Seite:Edith Stein - Aus dem Leben einer jüdischen Familie.pdf/274

Fertig. Dieser Text wurde zweimal anhand der Quelle korrekturgelesen. Die Schreibweise folgt dem Originaltext.

Von ihrer eigenen Anwesenheit merkte man kaum etwas, wir waren weiter ungestört wie zu zweien. Schwester Alwine bekam ein ganz besonderes kleines Reich. Es wurde ein eigener Bahnhof gebaut und unmittelbar daneben ein Bad – beides leicht aus Holz gezimmert–, Alwine als Bademeisterin bekam ihr Zimmer in diesem Häuschen. Nun schlug sie vor, einen noch freien Raum für Erna und mich einzurichten. Betten, einen Tisch und Stühle hatten sie schnell herbeigeschafft. Ein paar bunte Bauerntücher, die man für wenig Geld in den Lauben am Markt bekam, als Deckchen und selbstgepflückte Wiesenblumen machten das Zimmer freundlich. Natürlich waren wir sehr dankbar für diese Lösung. Erna stellte keine Ansprüche an meine Dienstzeit. Ich stand morgens sehr früh auf und bereitete für uns beide den Kaffee. Wir hatten einen netten Krug mit passendem Karlsbader Trichter und zwei Täßchen gekauft. Vor- und Nachmittag las mein Gast im Park oder ging spazieren; manchmal fanden Suse oder Alwine Zeit, sie zu begleiten. Die freundliche Frau Dr. Seidemann, die von meinem Besuch gehört hatte, bat mich, sie mit meiner Schwester bekannt zu machen, und führte sie im Kasino ein. Man zeigte ihr das Lazarett, sie half auch gelegentlich beim Verbinden. Zu den Mahlzeiten holte sie mich an der Baracke ab, dann gingen wir zusammen in den Speisesaal. War ich noch nicht mit Essenausteilen fertig, wenn sie kam, dann half sie mir in ihrer lieben, freundlichen Weise. Keine von uns zeigte sich dabei im mindesten ungeduldig. Trotzdem stieß sich Schwester Marie Luise daran. Sie erklärte mir, es sei ihr peinlich, wenn sie Erna nur kommen sähe; es erschiene ihr wie eine Mahnung, daß sie mich jetzt gehen lassen müsse.
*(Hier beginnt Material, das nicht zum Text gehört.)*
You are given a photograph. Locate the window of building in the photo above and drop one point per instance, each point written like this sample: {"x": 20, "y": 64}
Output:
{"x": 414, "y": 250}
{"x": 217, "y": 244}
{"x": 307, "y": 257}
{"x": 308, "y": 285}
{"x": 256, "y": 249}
Kurz vor Ernas Abreise erfuhr wiederum Schwester Oberin (wohl durch Alwine) von meinem Martyrium. Sie schickte mir den kurzen Dienstbefehl, einen Tag ganz freizumachen und mit Erna einen Tagesausflug zu unternehmen. Wir unternahmen bei strahlendem Wetter eine schöne Fußwanderung nach dem Helfenstein, glücklich, meiner Peinigerin entronnen zu sein und einmal ungehindert miteinander reden zu können. Erna hatte wie immer viel auf dem Herzen, und bisher konnten wir nur an den Abenden etwas ausführlicher miteinander sprechen.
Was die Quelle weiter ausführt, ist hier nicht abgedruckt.